And, slouching past along the platform, all huddled-up with hands in pockets, George beheld a ragged nondescript of a man whose appearance confirmed Master Jerry's previous assertion beyond doubt.
The children drummed on the window excitedly. Glancing up at the two small peering faces the human derelict's red-nosed, stubble-coated visage contorted itself into a friendly grimace of recognition; at the same time, with an indescribably droll, swashbuckling swagger he doffed a shocking dunghill of a hat.
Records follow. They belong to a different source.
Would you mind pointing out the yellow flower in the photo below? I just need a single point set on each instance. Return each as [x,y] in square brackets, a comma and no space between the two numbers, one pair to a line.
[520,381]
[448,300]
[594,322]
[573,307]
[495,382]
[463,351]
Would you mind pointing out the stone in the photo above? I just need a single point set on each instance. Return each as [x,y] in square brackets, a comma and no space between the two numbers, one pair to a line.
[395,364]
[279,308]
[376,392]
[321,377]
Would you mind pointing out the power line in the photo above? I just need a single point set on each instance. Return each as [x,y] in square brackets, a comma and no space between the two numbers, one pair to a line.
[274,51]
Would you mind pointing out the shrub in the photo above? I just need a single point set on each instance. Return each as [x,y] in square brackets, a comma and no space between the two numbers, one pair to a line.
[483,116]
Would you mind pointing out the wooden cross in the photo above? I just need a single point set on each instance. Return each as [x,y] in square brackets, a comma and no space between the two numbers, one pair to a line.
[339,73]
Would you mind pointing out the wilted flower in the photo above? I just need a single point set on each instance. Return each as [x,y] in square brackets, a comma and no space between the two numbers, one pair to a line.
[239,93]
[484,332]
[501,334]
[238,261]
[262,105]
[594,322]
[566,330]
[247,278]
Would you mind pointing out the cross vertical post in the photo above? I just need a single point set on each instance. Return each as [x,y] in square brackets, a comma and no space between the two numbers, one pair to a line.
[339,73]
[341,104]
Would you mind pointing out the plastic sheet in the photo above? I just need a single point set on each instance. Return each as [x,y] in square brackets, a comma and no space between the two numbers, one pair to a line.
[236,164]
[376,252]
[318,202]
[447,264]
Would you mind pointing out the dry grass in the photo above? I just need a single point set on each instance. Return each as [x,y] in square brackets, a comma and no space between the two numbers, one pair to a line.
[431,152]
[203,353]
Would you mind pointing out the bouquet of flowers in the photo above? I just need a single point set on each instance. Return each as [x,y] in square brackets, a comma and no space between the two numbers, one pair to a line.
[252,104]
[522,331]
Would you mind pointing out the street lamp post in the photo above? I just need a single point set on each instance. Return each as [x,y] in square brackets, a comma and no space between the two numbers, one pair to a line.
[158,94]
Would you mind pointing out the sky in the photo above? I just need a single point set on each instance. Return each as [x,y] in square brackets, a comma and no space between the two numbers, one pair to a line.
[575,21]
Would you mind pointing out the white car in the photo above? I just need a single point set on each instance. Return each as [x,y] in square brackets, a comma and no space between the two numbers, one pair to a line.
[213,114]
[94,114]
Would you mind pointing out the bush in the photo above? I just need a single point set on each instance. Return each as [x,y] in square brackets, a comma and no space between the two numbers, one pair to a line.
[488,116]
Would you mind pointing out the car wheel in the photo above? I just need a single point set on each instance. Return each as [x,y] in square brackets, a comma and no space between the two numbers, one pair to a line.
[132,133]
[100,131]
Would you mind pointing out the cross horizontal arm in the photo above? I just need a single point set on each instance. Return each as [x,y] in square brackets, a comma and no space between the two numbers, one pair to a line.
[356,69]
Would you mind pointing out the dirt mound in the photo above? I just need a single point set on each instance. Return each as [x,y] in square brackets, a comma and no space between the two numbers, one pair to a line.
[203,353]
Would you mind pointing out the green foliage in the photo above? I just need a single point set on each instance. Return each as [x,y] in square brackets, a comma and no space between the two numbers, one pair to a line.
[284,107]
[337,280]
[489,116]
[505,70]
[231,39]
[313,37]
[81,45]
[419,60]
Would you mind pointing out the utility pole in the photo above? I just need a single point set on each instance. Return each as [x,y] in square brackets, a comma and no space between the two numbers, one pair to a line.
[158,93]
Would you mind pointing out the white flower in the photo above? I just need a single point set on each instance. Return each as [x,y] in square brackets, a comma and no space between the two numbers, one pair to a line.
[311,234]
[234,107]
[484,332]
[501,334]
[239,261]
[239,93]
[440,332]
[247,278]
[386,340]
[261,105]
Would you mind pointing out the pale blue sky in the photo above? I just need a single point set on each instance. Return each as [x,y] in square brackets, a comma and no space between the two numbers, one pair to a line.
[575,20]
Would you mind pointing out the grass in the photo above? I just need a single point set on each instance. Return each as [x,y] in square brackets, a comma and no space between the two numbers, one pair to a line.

Suddenly though his jaw dropped and, replacing his battered headpiece, with double-handed indecent haste the knight of the road executed an incredibly nimble "right-about turn" and vanished behind the station-house. Just then came the engine's toot! toot!, the conductor's warning "All aboar-rd!" and the train started once more on its journey westward.
Smiling grimly to himself, the policeman settled back in his seat again and glanced across at the lady. She was shaking with convulsive laughter.
"Oh!" she giggled hysterically "he—he must have seen your red coat!" another spasm of merriment, "it was as good as a pantomime," she murmured.
Evincing a keen interest in his soldierly vocation, for awhile she subjected him to an exacting and minute inquisition anent the duties and life of a Mounted Policeman. In this agreeable fashion the time passed rapidly and it was with a feeling of regret that he heard the brakeman announce his destination and rose to take leave of his pleasant companion. The children insisted on bidding their late chum a cuddling, osculatory farewell—Alice tearfully holding up the snuffling Porkey for his share. The train drew up at the Davidsburg platform, there came a chorus of "Good-byes" and a few minutes later George was left alone with his kit-bags on the deserted platform.
CHAPTER III
St. Agnes' Eve. Ah! bitter chill it was.
The owl, for all his feathers, was a-cold;
The hare limped, trembling, through the frozen grass;
And drowsy was the flock in woolly fold.
ST. AGNES' EVE
Edmond did not have to wait long. Sounding faint and far off came the silvery ring of sleigh-bells, gradually swelling in volume until, with a measured crunch! crunch! of hoofs on packed snow, a smart Police cutter, drawn by a splendid bay team, swung around a bend of the trail and pulled up at the platform. Redmond regarded with a little awe the huge, bear-like, uniformed figure of the teamster, whom he identified at once from barrack gossip.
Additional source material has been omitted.